Interviste italiane

Mauro Bilato, General Manager Top Group

Il proprietario di Top Group, nonché rappresentante di Goldschmitt in Italia, ci parla delle tante battaglie che ha dovuto affrontare: dalla legalizzazione del portamoto al riconoscimento del sistema di traino Remora. Puntando ora alla guida con patente B dei mezzi sopra le 3,5 tonnellate.

Testo di Paolo Galvani

Quando si parla di burocrazia, in Italia si viaggia sempre su un campo minato. Chiunque abbia avuto a che fare con gli uffici della Motorizzazione Civile, magari per il collaudo di un gancio di traino, sa di cosa parliamo. A essere colpiti dalle inefficienze del sistema non sono però solo i singoli cittadini, ma anche (o forse soprattutto) gli operatori del settore, che devono quotidianamente districarsi tra problemi “banali” come una semplice immatricolazione di un veicolo di provenienza estera o molto complessi come l’omologazione a esemplare unico di un mezzo allestito.
Di questi temi abbiamo parlato con Mauro Bilato, proprietario della padovana Top Group e rappresentante in Italia della tedesca Goldschmitt, che negli anni ha condotto numerose battaglie contro le storture e le interpretazioni delle leggi nostrane. È grazie a lui, per esempio, se oggi il portamoto può essere liberamente installato sui camper.

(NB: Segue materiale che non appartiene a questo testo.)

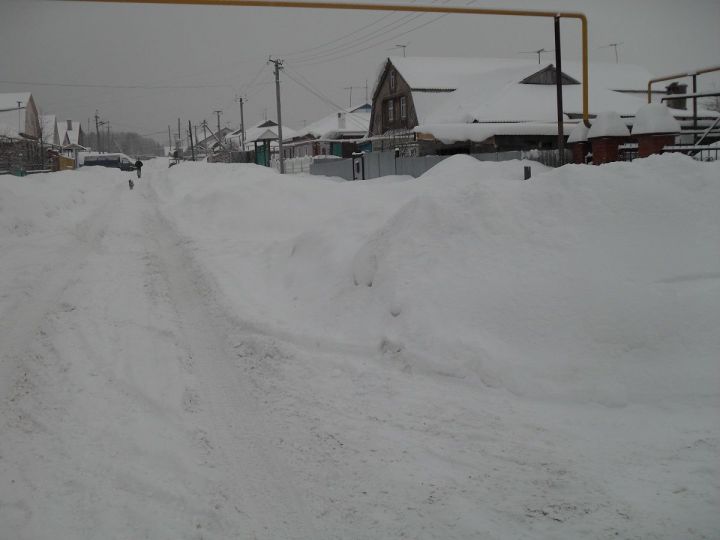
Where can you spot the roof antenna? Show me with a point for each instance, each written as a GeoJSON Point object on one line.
{"type": "Point", "coordinates": [614, 46]}
{"type": "Point", "coordinates": [538, 52]}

Il problema di fondo, secondo Bilato, è che Ministero dei Trasporti e Motorizzazione hanno grandi problemi di organico, oltre che di competenze, e quindi ogni procedura appena fuori dall’ordinario si risolve spesso in un diniego. Questo costringe gli operatori che non vogliono (o non possono) rinunciare al “pezzo di carta” formale a cercare tra i vari uffici quello più disponibile, magari in una provincia o in una regione diversa dalla propria. Se non addirittura a recarsi all’estero.
“A causa di questa situazione,” spiega Bilato, “persino molti nostri concorrenti ci chiedono aiuto. Da parte nostra, riusciamo a venire a capo dei problemi perché quando ci dicono che qualcosa non si può fare puntiamo i piedi e andiamo a studiarci le normative europee fino a quando non troviamo la soluzione. Agli uffici mancano purtroppo le conoscenze e il tempo per potersele formare. Da molti anni non vengono fatte assunzioni. Oggi tra gli ingegneri sono rimasti in pochi quelli che sanno lavorare e che conoscono la materia, e a breve sono destinati alla pensione. Questi sono gli unici oberati di lavoro, e per questo quando chiedi un appuntamento lo ottieni tre e quattro mesi dopo. Parliamo di pochissime persone in tutta Italia”.

L’esempio dei veicoli speciali

Per fare un esempio dei problemi che una situazione di questo tipo può creare, Bilato ci parla di un’azienda che allestisce veicoli speciali. “Qualche tempo fa siamo stati contattati perché sulla base di presunte circolari non sarebbe più stato possibile collaudare in Italia alcune tipologie di veicoli. Ovviamente non abbiamo trovato una sola ragione valida per questo diniego. Abbiamo quindi preso la normativa europea e siamo andati a parlare con gli uffici preposti, che di fronte alle nostre osservazioni in materia e all’evidenza delle normative non hanno potuto fare altro che darci assistenza. Oggi, si collaudano decine di veicoli al mese, e parliamo di veicoli di un certo livello: Maserati, Jaguar, Mercedes… Anche dopo il collaudo servono circa due mesi prima che le pratiche siano completate. Se poi parliamo di camper, ci sono tante Motorizzazioni che non li collaudano, dando risposte fuorvianti. Bisogna quindi migrare in altri uffici.”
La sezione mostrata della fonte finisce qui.